Despite making “some progress” in the education system, Italy overall gets low marks in the latest report by the European Commission.

While pupils’ basic skills are in line with or above the EU average, Italy comes woefully far behind when it comes to adult’s level of education, the report said.

Just 22.4 percent of 30 to 34-year-olds have gone through tertiary education, the lowest figure in Europe and far behind the EU average of 36.9 percent. Adult literacy and numeracy skills in Italy were described as “very poor” by the Commission, when compared to other EU countries.

Italians are also more likely than other Europeans to leave school early, while across the board they have a hard time moving from education to the workplace.

The impact of this can be seen in the job market, where youth unemployment currently stands at 42.9 percent.

Hans-Peter Blossfeld, director of the EU-funded Education as a Lifelong Process (eduLIFE) project, told The Local such high unemployment is partly the result of Italy’s school system. 

“Southern European countries don’t have developed vocational training systems.
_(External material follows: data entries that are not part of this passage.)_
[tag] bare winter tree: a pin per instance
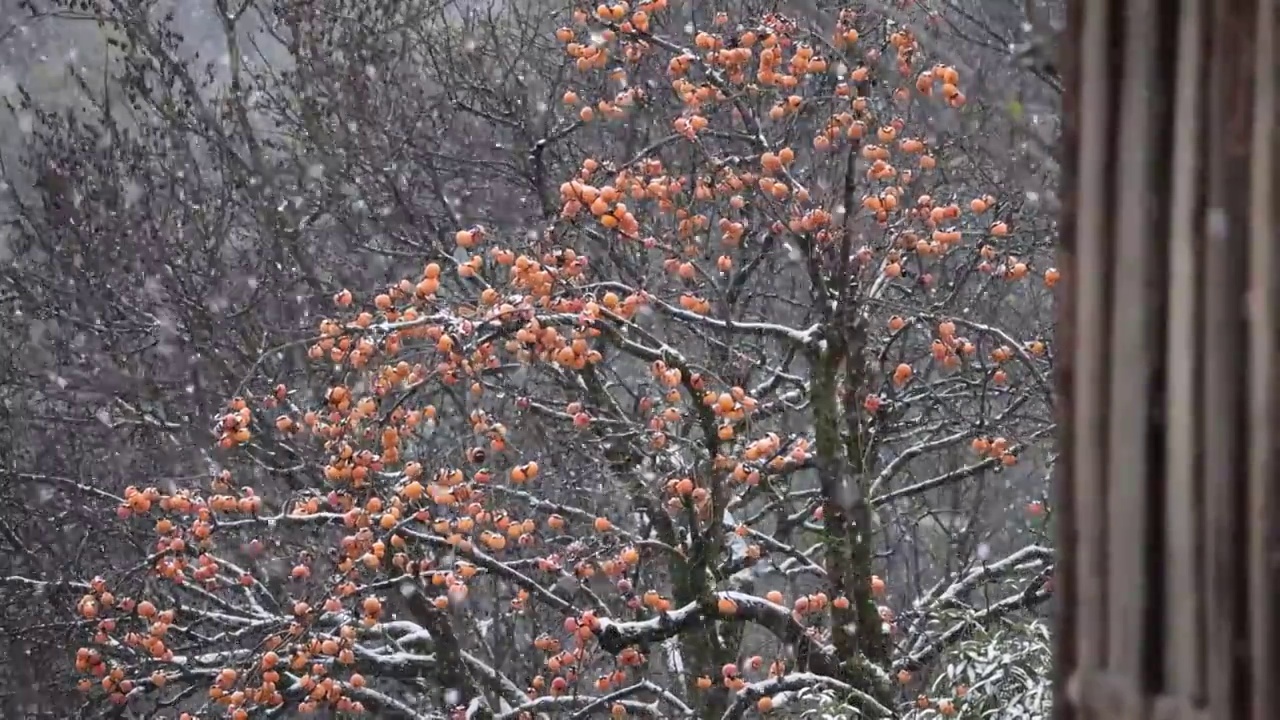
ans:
(439, 358)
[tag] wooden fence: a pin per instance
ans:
(1170, 363)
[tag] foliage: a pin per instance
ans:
(709, 368)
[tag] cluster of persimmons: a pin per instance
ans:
(400, 510)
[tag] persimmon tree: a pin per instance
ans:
(662, 455)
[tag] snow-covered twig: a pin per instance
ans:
(753, 692)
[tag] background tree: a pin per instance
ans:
(736, 340)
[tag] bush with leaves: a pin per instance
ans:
(656, 456)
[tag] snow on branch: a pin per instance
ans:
(795, 682)
(615, 637)
(927, 646)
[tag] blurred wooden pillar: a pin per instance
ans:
(1170, 363)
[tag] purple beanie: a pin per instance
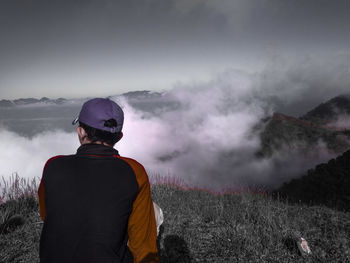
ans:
(96, 112)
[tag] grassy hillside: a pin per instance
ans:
(203, 227)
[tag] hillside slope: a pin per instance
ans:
(326, 126)
(328, 184)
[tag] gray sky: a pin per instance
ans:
(103, 47)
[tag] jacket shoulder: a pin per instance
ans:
(139, 170)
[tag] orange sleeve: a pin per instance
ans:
(142, 228)
(41, 196)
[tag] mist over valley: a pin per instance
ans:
(221, 133)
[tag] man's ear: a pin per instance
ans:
(81, 132)
(120, 136)
(82, 135)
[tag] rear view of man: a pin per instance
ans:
(95, 204)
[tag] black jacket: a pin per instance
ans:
(92, 202)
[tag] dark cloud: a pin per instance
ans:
(72, 47)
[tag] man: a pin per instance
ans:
(95, 204)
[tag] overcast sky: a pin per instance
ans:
(102, 47)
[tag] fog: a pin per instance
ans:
(202, 132)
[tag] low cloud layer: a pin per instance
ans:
(205, 133)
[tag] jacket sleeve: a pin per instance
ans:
(41, 197)
(142, 228)
(41, 191)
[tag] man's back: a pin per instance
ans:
(87, 201)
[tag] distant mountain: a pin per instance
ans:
(28, 101)
(283, 131)
(315, 128)
(144, 94)
(328, 184)
(329, 111)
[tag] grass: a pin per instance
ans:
(200, 226)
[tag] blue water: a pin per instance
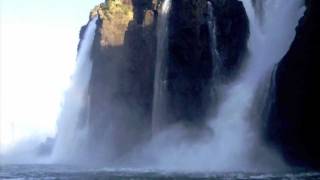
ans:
(62, 172)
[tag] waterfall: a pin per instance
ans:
(159, 84)
(73, 119)
(233, 144)
(270, 38)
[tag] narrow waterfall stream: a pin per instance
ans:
(71, 133)
(162, 46)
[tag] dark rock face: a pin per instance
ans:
(122, 82)
(189, 64)
(121, 86)
(189, 75)
(293, 124)
(232, 31)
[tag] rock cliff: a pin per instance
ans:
(293, 124)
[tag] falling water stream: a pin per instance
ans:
(159, 93)
(70, 131)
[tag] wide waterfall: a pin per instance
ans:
(234, 143)
(72, 124)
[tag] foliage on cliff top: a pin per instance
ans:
(115, 16)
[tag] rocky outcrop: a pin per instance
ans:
(189, 75)
(121, 86)
(293, 124)
(231, 27)
(124, 54)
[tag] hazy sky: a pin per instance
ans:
(37, 53)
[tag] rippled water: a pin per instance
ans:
(70, 172)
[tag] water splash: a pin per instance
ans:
(159, 93)
(71, 135)
(234, 145)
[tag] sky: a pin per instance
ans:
(38, 43)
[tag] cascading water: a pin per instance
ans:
(234, 144)
(270, 38)
(72, 124)
(159, 94)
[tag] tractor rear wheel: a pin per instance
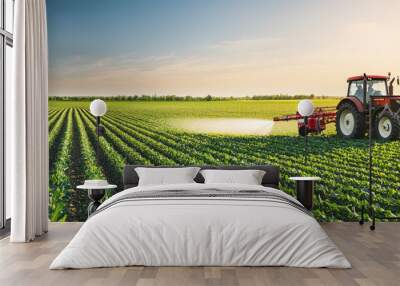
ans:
(385, 128)
(350, 123)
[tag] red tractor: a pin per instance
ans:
(352, 113)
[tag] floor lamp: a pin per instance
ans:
(98, 108)
(305, 109)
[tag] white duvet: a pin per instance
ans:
(200, 231)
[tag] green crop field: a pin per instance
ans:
(139, 132)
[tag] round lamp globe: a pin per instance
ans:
(98, 107)
(305, 107)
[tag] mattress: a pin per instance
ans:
(201, 225)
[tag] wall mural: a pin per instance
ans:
(214, 116)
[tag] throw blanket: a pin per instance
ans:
(206, 193)
(201, 225)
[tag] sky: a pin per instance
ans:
(218, 47)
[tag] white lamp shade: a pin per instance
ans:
(98, 107)
(305, 107)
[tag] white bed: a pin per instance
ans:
(202, 231)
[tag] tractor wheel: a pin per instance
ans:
(350, 123)
(302, 131)
(385, 128)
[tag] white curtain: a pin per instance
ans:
(27, 157)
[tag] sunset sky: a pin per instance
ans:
(218, 47)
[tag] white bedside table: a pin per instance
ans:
(95, 194)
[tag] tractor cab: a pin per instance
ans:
(376, 85)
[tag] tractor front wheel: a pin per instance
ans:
(350, 123)
(385, 128)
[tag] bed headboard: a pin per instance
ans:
(271, 178)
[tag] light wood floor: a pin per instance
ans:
(375, 257)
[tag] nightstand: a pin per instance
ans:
(305, 190)
(95, 194)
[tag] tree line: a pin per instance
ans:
(186, 98)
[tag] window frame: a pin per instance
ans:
(6, 39)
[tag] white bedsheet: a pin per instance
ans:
(211, 231)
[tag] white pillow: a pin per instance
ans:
(248, 177)
(166, 176)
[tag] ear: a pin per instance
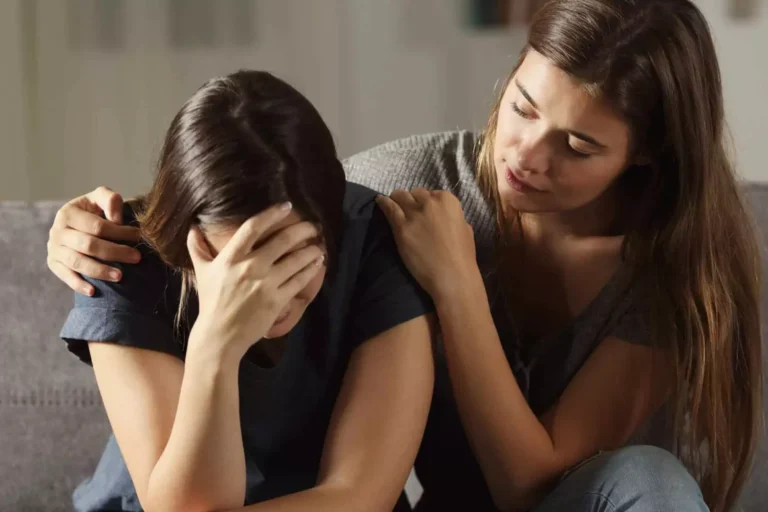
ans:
(199, 250)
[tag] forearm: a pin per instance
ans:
(203, 464)
(319, 498)
(513, 448)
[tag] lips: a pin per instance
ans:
(518, 183)
(282, 317)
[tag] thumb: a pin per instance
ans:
(391, 210)
(199, 252)
(110, 202)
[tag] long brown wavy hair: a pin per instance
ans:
(690, 245)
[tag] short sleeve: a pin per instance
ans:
(386, 294)
(138, 311)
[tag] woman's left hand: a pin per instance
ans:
(433, 238)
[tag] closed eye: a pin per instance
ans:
(519, 111)
(578, 154)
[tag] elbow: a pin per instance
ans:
(517, 500)
(168, 498)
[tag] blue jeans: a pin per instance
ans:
(632, 479)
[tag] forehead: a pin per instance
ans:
(218, 236)
(565, 101)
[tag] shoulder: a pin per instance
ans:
(136, 311)
(364, 223)
(432, 160)
(435, 161)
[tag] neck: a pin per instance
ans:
(596, 219)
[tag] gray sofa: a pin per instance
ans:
(52, 423)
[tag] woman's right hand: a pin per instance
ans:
(81, 233)
(242, 290)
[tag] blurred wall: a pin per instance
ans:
(86, 103)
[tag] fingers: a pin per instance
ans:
(110, 202)
(70, 278)
(391, 209)
(252, 230)
(294, 262)
(421, 196)
(78, 263)
(75, 217)
(286, 240)
(91, 246)
(301, 279)
(199, 251)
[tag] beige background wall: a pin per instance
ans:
(74, 115)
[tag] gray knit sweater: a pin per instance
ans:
(436, 161)
(446, 466)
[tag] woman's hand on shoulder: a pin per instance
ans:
(83, 232)
(242, 290)
(433, 238)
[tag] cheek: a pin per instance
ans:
(586, 178)
(309, 292)
(508, 131)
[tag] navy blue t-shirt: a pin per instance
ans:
(285, 410)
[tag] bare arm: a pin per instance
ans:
(613, 393)
(177, 425)
(520, 455)
(377, 425)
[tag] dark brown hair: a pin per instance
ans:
(240, 144)
(690, 244)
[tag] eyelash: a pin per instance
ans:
(574, 152)
(519, 112)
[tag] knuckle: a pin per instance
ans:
(76, 263)
(97, 228)
(89, 246)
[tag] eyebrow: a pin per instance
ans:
(578, 135)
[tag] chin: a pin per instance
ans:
(522, 203)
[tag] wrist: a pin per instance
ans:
(459, 287)
(211, 345)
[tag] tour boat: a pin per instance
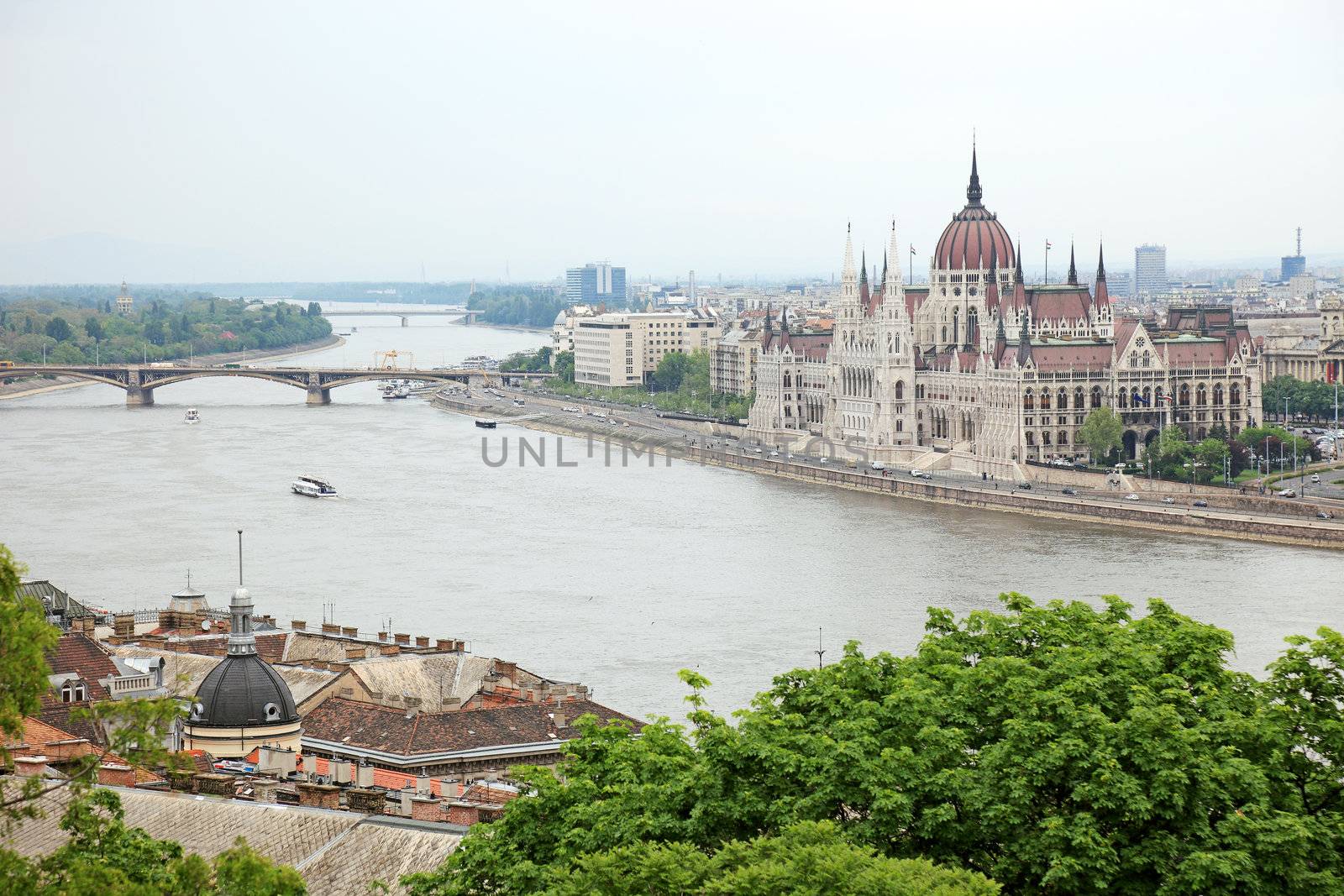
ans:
(313, 486)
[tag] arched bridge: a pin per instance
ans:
(141, 380)
(430, 311)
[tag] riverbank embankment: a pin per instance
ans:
(30, 385)
(636, 439)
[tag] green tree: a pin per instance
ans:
(1102, 432)
(1059, 748)
(58, 328)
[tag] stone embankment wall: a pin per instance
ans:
(1175, 519)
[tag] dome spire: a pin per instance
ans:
(242, 642)
(974, 191)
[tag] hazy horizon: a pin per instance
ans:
(168, 143)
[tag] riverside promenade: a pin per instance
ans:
(1229, 516)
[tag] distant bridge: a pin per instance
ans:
(429, 311)
(141, 380)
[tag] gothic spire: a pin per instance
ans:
(974, 191)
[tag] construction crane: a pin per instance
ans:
(390, 360)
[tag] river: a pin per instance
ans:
(615, 577)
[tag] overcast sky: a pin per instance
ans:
(358, 140)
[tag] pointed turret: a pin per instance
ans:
(974, 191)
(1101, 296)
(1023, 340)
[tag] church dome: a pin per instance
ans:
(242, 691)
(974, 237)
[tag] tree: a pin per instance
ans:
(1059, 748)
(58, 329)
(1102, 432)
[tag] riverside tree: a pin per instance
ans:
(1059, 748)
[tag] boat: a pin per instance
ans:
(313, 486)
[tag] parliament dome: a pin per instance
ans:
(974, 237)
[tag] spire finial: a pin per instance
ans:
(974, 191)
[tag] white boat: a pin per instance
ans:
(313, 486)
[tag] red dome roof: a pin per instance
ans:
(974, 235)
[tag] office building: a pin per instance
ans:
(595, 284)
(1149, 269)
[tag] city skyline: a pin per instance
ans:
(297, 152)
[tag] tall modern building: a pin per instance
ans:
(1149, 269)
(1290, 266)
(595, 284)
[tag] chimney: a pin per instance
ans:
(264, 790)
(319, 795)
(30, 766)
(124, 625)
(427, 809)
(366, 801)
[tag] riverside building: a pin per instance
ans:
(979, 371)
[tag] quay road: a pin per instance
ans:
(1042, 497)
(140, 380)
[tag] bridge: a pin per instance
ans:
(140, 380)
(443, 311)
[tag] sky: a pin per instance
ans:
(328, 141)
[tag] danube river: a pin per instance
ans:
(615, 577)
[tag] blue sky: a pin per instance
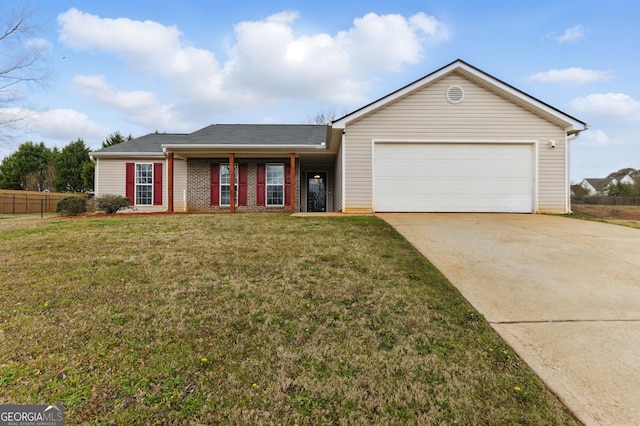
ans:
(176, 66)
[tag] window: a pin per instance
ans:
(225, 187)
(275, 184)
(144, 184)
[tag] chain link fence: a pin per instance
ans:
(21, 202)
(607, 201)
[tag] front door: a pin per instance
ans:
(317, 192)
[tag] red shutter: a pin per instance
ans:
(261, 171)
(157, 184)
(130, 182)
(215, 184)
(287, 184)
(243, 171)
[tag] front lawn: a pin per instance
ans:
(248, 319)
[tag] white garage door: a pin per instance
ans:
(453, 177)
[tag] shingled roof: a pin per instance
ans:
(227, 134)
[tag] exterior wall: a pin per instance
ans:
(199, 186)
(111, 179)
(427, 114)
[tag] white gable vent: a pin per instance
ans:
(455, 94)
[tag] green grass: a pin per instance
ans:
(248, 319)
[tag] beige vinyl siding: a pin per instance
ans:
(112, 180)
(110, 177)
(427, 115)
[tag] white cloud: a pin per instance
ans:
(571, 76)
(616, 105)
(140, 107)
(571, 35)
(267, 61)
(63, 125)
(596, 137)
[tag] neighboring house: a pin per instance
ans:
(624, 179)
(595, 186)
(457, 140)
(600, 186)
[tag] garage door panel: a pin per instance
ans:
(453, 177)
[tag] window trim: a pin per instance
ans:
(136, 184)
(283, 185)
(236, 179)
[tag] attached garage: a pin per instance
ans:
(454, 177)
(457, 140)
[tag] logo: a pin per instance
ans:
(32, 415)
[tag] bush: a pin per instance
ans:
(72, 206)
(110, 203)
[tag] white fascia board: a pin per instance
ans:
(241, 147)
(126, 154)
(455, 141)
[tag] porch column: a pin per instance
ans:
(232, 178)
(170, 181)
(292, 195)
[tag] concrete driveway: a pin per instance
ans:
(563, 293)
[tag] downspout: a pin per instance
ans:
(570, 136)
(343, 169)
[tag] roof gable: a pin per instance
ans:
(224, 135)
(476, 76)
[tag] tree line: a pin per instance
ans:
(35, 167)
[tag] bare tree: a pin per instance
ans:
(21, 63)
(324, 117)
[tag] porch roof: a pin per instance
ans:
(244, 139)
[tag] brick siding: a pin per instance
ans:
(199, 186)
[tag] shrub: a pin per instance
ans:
(72, 206)
(110, 203)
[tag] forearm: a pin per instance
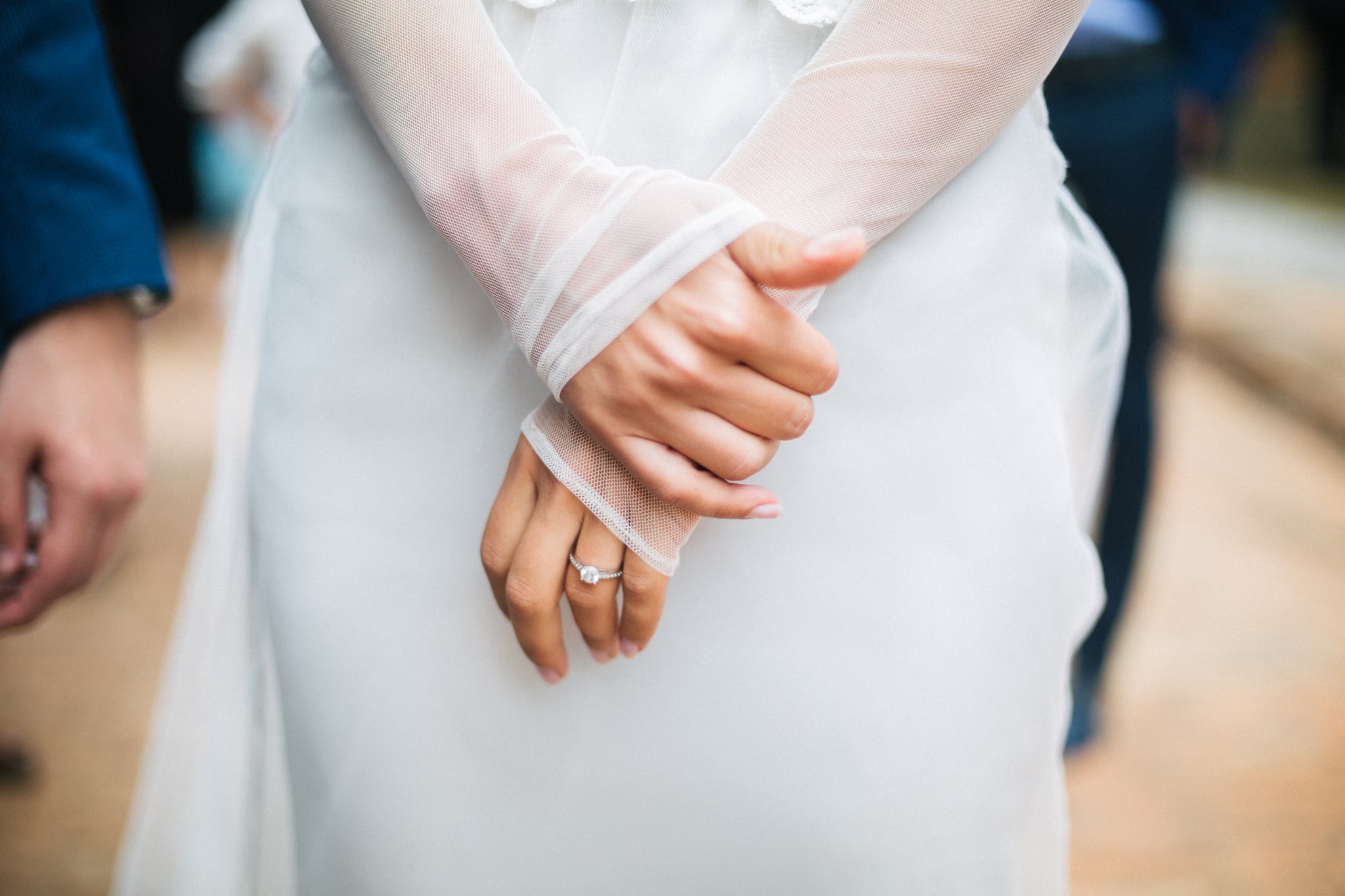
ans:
(900, 98)
(569, 247)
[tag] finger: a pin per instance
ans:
(509, 519)
(775, 255)
(643, 590)
(721, 448)
(759, 405)
(789, 350)
(595, 605)
(537, 578)
(671, 477)
(66, 555)
(15, 463)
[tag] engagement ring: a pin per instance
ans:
(592, 575)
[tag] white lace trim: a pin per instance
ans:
(810, 12)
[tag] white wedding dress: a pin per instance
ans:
(866, 696)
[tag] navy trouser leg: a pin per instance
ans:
(1121, 141)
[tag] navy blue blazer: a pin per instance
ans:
(76, 213)
(1214, 38)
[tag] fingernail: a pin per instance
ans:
(827, 245)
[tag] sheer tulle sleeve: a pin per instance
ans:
(571, 247)
(900, 98)
(898, 101)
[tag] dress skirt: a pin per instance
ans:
(865, 696)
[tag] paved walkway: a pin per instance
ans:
(1222, 770)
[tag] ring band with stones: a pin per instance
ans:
(591, 574)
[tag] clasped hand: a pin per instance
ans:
(695, 394)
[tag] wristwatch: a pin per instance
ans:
(142, 300)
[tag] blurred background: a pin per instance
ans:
(1218, 759)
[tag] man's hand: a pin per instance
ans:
(717, 371)
(70, 414)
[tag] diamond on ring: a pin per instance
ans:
(591, 574)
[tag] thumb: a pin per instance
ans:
(14, 509)
(776, 255)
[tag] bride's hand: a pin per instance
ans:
(533, 528)
(717, 371)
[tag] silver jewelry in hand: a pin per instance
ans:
(592, 575)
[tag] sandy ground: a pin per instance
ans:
(1222, 766)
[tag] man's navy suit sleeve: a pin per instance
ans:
(76, 213)
(1215, 37)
People leave the education system and are outsiders of the labour market,” he explained. “They don’t have close networks and access to companies and firms; this makes it rather difficult.”

Those leaving education in Italy face a further barrier in trying to get jobs, because they are kept out of the rigid labour market.

“People who are in jobs have high job security and protection, but those leaving education, who want jobs, have difficulty moving into the system,” he said.

Prime Minister Matteo Renzi is currently trying to reform this inflexible system, making it easier for employers to hire and fire people, although he is facing strong opposition from labour unions.

The premier could seek inspiration from Germany, where youth unemployment is just 7.6 percent.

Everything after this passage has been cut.